A lot of people have commented on how it’s impossible to separate the main character’s career trajectory with that of the actor playing the part, and it’s easy to see why. Rourke was a ridiculously prodigious acting talent who exploded in the eighties in films such as Body Heat, Diner, Angel Heart, Barfly. Dude was the shit. Then the nineties happened and he became a punchline. I believe it cannot be denied that Rourke’s own personal story influenced his take on this character, but I don’t want this review to turn into US Weekly. The performance speaks for itself, specifically the image of Rourke—his hearing aid, his reading glasses, his taped together vest and coat, his pitted, mashed-in face. This is a role that demands presence and Rourke has it. He doesn’t need Shakespearean dialogue to let us in on his pain, his regret, his desire to be loved. You sense it in his voice, but you bear witness to it in his actions, most vividly in the wrestling ring scenes. If Rourke equals Randy, then film equals professional wrestling: a scripted artifice that sustains a grasp on reality because of participatory individuals. No matter how fantastic or unbelievable a scenario may seem in either the film or the wrestling universe, the dependence on accepting these temporary illusions establishes an alternate reality (even if only for a couple of hours). And the characters who create these illusionary realities (film directors/actors/writers/wrestlers) are flesh and blood, so when they willingly expose themselves to us, the audience, a tacit collaboration results and fuses us together to create a symbiotic union between real and fake.

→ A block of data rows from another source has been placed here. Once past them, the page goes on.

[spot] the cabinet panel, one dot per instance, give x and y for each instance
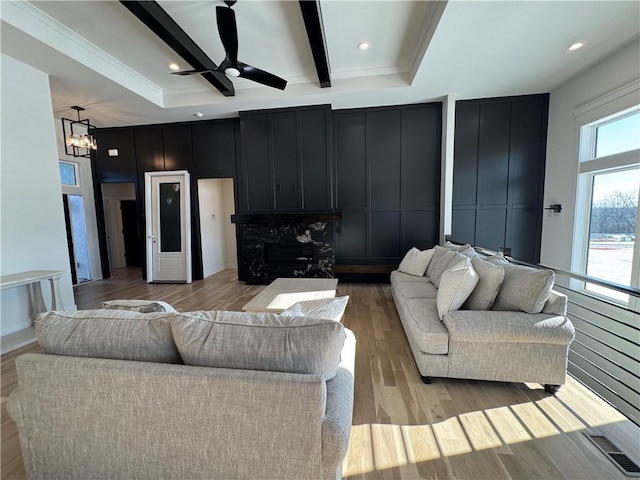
(177, 148)
(149, 154)
(258, 177)
(285, 160)
(350, 160)
(421, 138)
(214, 149)
(385, 234)
(493, 153)
(383, 140)
(490, 228)
(314, 141)
(121, 168)
(463, 225)
(465, 165)
(351, 238)
(522, 235)
(420, 230)
(528, 138)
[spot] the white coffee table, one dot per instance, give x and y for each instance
(284, 292)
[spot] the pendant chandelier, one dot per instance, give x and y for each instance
(78, 139)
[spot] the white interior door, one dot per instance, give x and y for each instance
(168, 212)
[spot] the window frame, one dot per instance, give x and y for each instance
(615, 106)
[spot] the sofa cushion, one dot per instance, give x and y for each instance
(415, 262)
(456, 284)
(490, 280)
(142, 306)
(115, 334)
(331, 308)
(397, 278)
(524, 288)
(424, 326)
(417, 290)
(259, 341)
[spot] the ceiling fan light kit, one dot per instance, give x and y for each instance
(231, 66)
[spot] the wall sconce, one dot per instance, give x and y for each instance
(78, 140)
(556, 207)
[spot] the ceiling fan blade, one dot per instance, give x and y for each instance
(260, 76)
(192, 72)
(228, 31)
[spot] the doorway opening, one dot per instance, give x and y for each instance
(216, 202)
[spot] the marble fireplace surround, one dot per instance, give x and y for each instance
(313, 232)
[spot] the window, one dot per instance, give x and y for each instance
(608, 197)
(68, 173)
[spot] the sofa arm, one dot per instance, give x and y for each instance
(336, 425)
(488, 326)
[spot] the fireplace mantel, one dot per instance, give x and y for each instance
(266, 218)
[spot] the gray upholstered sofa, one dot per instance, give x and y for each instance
(122, 394)
(499, 342)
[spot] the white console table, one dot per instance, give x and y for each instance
(32, 280)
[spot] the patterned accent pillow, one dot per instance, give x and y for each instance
(415, 262)
(329, 308)
(259, 341)
(456, 285)
(116, 334)
(142, 306)
(491, 277)
(524, 289)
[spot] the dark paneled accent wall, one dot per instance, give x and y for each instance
(498, 173)
(387, 163)
(204, 149)
(286, 160)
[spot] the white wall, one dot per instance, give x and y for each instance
(32, 228)
(230, 247)
(561, 176)
(215, 197)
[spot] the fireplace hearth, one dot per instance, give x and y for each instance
(285, 245)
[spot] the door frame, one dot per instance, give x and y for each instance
(185, 226)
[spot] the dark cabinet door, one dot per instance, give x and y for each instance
(499, 174)
(120, 165)
(285, 160)
(214, 149)
(177, 148)
(314, 139)
(256, 167)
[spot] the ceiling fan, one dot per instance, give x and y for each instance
(230, 66)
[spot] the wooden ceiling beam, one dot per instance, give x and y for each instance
(159, 22)
(312, 16)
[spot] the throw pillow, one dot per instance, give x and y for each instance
(456, 248)
(415, 262)
(115, 334)
(142, 306)
(456, 285)
(259, 341)
(524, 289)
(441, 258)
(330, 308)
(447, 261)
(490, 280)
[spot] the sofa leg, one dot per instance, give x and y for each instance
(553, 389)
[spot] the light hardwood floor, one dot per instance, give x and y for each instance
(402, 428)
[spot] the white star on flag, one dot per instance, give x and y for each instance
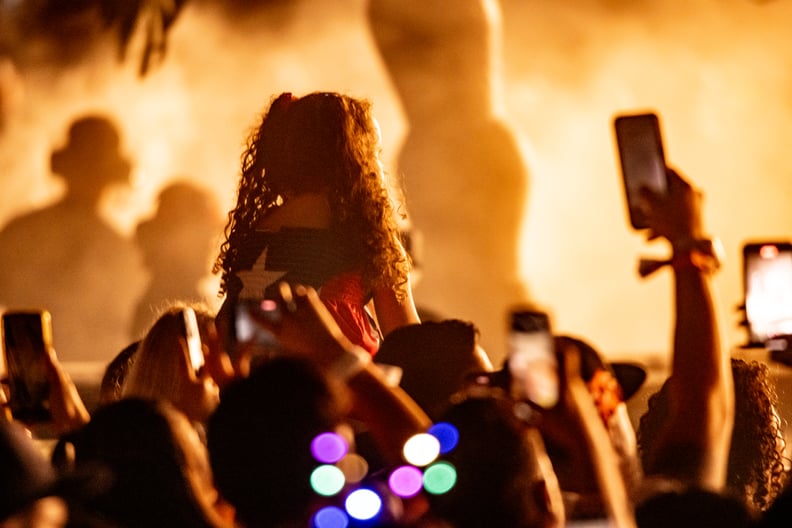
(258, 278)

I’m happy Aronofsky, Rourke, Marissa Tomei, and Evan Rachel Woods keep the film rooted; they don’t overplay the story’s modest delights, and the actors don’t over-emote and cry out for Oscar attention (Unlike the actors in Doubt). Everything retains its simplicity, which is how it should be. The film ends on a perfect grace note—Randy/Rourke gives a speech thanking his fans for all of their support before he leaps down from the top ropes and vanishes from the frame, his disappearance the final magic trick that links the character/actor to his audience. Out of sight, never out of mind, Rourke and Aronofsky do justice to the irrefutable fact that everybody wants to have an audience, and everybody needs to be acknowledged for their being. Because even when we disappear, we’re never truly gone.
PS – Bruce Springsteen was robbed. His song, played over the closing credits, complements the film’s tale perfectly.